Selon un rapport présenté dernièrement devant les cadres du ministère de la Santé, de la Population et de la Réforme hospitalière, par le professeur Lebbane, chef de service de néonatologie, au CHU Mustapha Pacha, 53% des décès maternels auraient pu être évités. Les diagnostics très tardifs et la perte de temps affichés par le personnel dans la prise en charge de la femme qui accouche ou de son bébé en danger de mort après la naissance, sont les principales causes de la mortalité infantile. Le rapport fait ressortir, également, que 36,26% des décès durant la période prénatale sont dus à des hémorragies génitales, alors que ce taux ne dépasse pas les 5% dans les pays développés. 16,48% de bébés meurent durant la même période par rupture utérine, 12,08 par l’hypertension et 9,89% décèdent à la suite d’une infection puerpérale.

Faut-il le préciser, ces chiffres concernent uniquement les 234 structures de références (polycliniques et CHU) censées appliquer le programme national de périnatalité. Le service néonatologie en lui-même, n’existe que dans deux CHU, à savoir Alger et Constantine. Un autre service va bientôt ouvrir à Parnet. Mais est-ce que cela justifie la négligence des services gynécologies implantés à travers le territoire national ? Selon le professeur Lebbane, l’application du programme national de périnatalité ne nécessite pas, outre mesure, une technologie de pointe ni des moyens colossaux pour sauver la vie des nouveau-nés. «C’est une question d’organisation, de coordination et de formation », dit-il.

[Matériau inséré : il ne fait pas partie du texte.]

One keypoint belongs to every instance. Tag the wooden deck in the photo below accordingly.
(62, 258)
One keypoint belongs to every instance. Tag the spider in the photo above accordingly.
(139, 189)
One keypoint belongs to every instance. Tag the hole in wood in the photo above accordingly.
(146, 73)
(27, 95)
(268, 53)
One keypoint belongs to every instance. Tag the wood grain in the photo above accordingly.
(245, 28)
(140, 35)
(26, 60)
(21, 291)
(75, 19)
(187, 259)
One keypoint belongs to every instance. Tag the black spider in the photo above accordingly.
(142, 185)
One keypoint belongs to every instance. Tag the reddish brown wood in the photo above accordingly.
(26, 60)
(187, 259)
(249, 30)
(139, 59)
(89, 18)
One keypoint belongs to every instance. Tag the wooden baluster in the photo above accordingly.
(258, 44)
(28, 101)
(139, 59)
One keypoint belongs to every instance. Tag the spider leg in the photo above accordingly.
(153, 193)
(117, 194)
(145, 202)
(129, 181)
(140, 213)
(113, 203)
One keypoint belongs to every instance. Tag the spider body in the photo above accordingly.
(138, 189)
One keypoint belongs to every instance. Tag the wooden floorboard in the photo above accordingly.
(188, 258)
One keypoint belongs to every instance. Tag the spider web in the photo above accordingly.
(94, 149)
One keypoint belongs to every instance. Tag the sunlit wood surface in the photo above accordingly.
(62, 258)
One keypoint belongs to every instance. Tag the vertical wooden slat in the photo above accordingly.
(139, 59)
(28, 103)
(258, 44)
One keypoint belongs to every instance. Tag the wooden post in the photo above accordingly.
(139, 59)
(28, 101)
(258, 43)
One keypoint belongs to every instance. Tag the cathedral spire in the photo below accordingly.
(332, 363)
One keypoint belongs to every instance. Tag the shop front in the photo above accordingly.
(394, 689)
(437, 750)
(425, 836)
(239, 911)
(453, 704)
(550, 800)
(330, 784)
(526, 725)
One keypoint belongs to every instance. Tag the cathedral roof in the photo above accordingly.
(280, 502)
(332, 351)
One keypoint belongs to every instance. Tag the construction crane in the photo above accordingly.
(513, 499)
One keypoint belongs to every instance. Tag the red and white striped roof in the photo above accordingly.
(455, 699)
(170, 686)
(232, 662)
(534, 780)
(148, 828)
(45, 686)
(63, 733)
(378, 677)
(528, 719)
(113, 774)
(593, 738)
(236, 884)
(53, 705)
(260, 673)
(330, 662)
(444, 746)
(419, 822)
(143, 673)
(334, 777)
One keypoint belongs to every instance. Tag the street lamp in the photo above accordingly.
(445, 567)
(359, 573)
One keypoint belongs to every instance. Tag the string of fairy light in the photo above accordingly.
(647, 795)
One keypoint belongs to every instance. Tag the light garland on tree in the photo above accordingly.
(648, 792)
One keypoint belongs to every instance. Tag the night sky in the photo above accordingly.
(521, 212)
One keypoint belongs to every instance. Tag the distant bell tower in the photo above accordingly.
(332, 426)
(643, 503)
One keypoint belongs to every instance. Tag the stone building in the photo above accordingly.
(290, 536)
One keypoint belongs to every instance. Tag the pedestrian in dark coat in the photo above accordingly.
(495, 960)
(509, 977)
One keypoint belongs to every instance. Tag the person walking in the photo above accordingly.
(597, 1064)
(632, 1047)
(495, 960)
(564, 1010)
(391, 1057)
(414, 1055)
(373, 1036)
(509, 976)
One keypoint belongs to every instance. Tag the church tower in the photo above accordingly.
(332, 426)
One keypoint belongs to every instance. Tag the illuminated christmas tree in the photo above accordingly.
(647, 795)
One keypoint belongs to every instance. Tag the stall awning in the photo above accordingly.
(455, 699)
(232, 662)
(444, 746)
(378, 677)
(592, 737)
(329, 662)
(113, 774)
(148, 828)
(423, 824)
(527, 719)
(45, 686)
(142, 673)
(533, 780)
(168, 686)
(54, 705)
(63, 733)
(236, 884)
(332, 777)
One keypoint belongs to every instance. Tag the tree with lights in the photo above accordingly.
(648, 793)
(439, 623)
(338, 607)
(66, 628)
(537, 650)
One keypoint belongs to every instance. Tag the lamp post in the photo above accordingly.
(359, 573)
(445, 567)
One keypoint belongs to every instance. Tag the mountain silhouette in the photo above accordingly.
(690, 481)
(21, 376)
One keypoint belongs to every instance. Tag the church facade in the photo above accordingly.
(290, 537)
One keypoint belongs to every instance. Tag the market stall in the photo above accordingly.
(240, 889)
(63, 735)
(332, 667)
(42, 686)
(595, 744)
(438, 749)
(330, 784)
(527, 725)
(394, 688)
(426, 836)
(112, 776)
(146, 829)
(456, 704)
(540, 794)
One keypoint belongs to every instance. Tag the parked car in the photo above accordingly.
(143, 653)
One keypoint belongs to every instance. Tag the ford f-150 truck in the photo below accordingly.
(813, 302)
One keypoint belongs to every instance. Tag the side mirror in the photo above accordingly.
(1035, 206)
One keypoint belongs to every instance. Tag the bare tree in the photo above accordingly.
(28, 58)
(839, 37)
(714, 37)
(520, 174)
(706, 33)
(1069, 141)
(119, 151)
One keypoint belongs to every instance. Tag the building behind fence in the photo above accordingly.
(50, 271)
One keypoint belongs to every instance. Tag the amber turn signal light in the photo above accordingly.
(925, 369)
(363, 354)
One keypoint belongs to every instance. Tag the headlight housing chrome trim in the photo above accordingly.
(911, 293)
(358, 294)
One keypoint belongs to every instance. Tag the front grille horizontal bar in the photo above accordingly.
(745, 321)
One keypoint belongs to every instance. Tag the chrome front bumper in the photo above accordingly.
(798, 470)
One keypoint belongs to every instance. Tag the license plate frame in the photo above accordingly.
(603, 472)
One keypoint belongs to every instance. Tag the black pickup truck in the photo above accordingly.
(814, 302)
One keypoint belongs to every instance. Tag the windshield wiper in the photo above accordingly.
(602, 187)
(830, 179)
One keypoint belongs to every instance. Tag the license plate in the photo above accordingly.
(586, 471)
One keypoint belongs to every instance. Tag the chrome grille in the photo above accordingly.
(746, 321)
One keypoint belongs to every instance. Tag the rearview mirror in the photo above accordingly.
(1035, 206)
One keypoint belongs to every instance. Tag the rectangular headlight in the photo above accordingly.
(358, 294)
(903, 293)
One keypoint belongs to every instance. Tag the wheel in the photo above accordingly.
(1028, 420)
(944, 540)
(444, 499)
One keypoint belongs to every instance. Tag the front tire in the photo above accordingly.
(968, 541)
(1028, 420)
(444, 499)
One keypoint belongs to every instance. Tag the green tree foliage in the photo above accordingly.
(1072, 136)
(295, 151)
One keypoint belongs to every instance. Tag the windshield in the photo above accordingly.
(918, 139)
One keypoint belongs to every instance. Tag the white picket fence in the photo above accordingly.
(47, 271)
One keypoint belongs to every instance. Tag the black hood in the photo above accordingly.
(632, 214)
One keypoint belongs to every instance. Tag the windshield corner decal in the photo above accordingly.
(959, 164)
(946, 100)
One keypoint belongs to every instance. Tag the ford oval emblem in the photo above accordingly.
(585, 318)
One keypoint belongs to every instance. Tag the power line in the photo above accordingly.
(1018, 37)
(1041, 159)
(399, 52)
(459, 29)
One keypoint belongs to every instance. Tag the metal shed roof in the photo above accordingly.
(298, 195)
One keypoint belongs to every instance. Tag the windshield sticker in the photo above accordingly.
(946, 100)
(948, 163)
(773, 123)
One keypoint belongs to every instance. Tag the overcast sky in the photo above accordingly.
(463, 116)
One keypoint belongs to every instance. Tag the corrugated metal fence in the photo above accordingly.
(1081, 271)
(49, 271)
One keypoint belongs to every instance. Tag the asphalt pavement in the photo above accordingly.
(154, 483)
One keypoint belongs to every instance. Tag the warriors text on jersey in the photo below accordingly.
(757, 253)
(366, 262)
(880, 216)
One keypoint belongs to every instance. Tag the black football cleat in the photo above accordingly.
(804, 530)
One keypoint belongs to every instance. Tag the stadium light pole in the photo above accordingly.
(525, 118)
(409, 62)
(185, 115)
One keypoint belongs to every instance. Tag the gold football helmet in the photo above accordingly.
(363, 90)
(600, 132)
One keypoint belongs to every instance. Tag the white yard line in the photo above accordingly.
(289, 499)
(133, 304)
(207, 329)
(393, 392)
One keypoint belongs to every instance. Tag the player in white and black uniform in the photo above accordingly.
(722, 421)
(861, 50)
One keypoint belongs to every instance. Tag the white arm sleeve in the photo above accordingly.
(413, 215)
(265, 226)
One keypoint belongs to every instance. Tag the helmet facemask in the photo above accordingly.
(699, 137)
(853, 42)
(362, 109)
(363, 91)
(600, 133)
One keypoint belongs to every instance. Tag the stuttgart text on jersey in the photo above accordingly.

Notre interlocuteur ne trouve pas d’explication au fait que 9,2% seulement des femmes diabétiques enceintes sont prises en charge et 32% seulement des femmes hypertendues. Ce n’est pas étonnant, lorsqu’on sait que seules 20 wilayas sur les 48 ont aménagé des centres de référence pour la périnatalité. Le service de néonatologie de Mustapha-Pacha, lui-même, ne répond pas et ne respecte pas, selon le professeur Lebbane, la réglementation qui régit cette structure spécialisée.

Les salles de soins intensifs ne sont pas érigées, effectivement, dans l’ensemble des services maternité, ce qui met, souvent, le nouveau-né en danger de mort, dans le cas de complications de son cas. «Il est très grave de constater, que l’asphyxie des bébés, provoque chez ces derniers des retards mentaux». En effet, une négligence de 5 à 10 minutes de la part du personnel médical ou par manque de matériel respiratoire, peut créer des handicaps à vie à ces nouveau-nés, qui deviennent à l’avenir des charges pour leurs familles et l’Etat.

«Il y a des budgets qui sont débloqués dans le cadre de ce programme, c’est pourquoi nous restons perplexes devant les retards enregistrés dans son application», affirme le Pr. Lebbane, qui estime toutefois, que les résultats de ce programme, même s’ils sont insuffisants, restent très positifs, dans le sens où une prise de conscience commence à émerger dans le milieu médical. Cependant, il relève le manque de formation dans cette spécialité. Selon lui, les résidents en pédiatrie effectuent quatre mois de stage, durant la première année de leur spécialisation, dans les maternités. «Il est irresponsable et inconscient de confier les nouveau-nés à des stagiaires de première année, sans qu’ils soient encadrés par un personnel plus qualifié et plus expérimenté», s’insurge-t-il.

En somme, après 22 années de la tenue de la première conférence nationale sur la périnatalité, à Oran, et durant laquelle tous ces problèmes ont été évoqués, l’Université algérienne n’a pas pris en considération le volet formation dans cette spécialité et aujourd’hui la question de formation ressurgit comme priorité. Il est important de signaler que les centres de référence retenus dans le cadre de ce programme, ont deux mois, voire novembre 2007 pour se conformer aux règles et législation qui les réglementent. Dans le cas contraire, des mesures sévères seront appliquées par le ministère de la Santé, à qui reviendra, dès cette date, la gestion de ces centres.